Sounds like an interesting application.
I guess the first question is what is the required timing accuracy to measure the speed of the skier to some level of accuracy.
For this purpose Ill ignore the errors introduced by the uncertainty of the actual sensor measurement. In real life you might have to consider that the posture of the target changes between measurements thus changing the measurement point on his/her person. Also you may need to filter out glitches caused by things like the ski pole blocking the sensor ahead of the main body. There are probably lots of things you can do to reduce these effect. E.g. by averaging out the sensor ‘entry and ‘exit times.
Ill make some assumptions
Max ski speed = 50km/h = 13.88m/s
Gate distance = 10m
The basic formulas are
Time = Distance / Speed,
Speed = Distance / Time,
Distance = Speed * Time
Time between gates then = 10 / 13.88 = 0.720
What time would give us a speed of 51km/h(14.16m/s)

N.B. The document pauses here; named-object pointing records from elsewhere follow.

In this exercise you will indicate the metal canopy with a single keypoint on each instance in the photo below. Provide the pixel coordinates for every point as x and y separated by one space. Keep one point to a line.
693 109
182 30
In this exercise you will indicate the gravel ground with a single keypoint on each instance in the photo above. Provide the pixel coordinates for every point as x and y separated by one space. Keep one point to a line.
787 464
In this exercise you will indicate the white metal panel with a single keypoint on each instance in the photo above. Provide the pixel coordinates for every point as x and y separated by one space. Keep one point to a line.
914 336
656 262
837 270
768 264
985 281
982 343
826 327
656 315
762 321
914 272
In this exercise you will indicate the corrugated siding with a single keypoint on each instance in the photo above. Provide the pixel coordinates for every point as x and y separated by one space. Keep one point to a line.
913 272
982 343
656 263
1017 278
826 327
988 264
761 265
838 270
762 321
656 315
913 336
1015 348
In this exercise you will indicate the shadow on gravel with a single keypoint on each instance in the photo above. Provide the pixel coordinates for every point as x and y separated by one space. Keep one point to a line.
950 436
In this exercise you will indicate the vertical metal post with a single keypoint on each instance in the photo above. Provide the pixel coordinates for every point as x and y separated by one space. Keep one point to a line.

Time = 10 / 14.16 = 0.706.
So to be accurate to less than 1km/h for a skier going ~50km/h your timing measurement must be accurate to less than 0.724 – 0.706 = 14milliseconds.
Based on that. If the interrupt handler works for IR as Cowboy says I would guess that it should be accurate enough for your application.
My first step would be to hook up an accurate signal generator (or use the 1PPS from a GPS module) and test the accuracy you can achieve.
The only other way I could think of is to use the SPI interface to clock in the raw digital inputs. You would probably have to put some simple external circuitry to switch from one sensor to the other, but you could achieve sub millisecond timing this way. I have seen someone do this on a dsPIC to sample a signal at over 1MHz.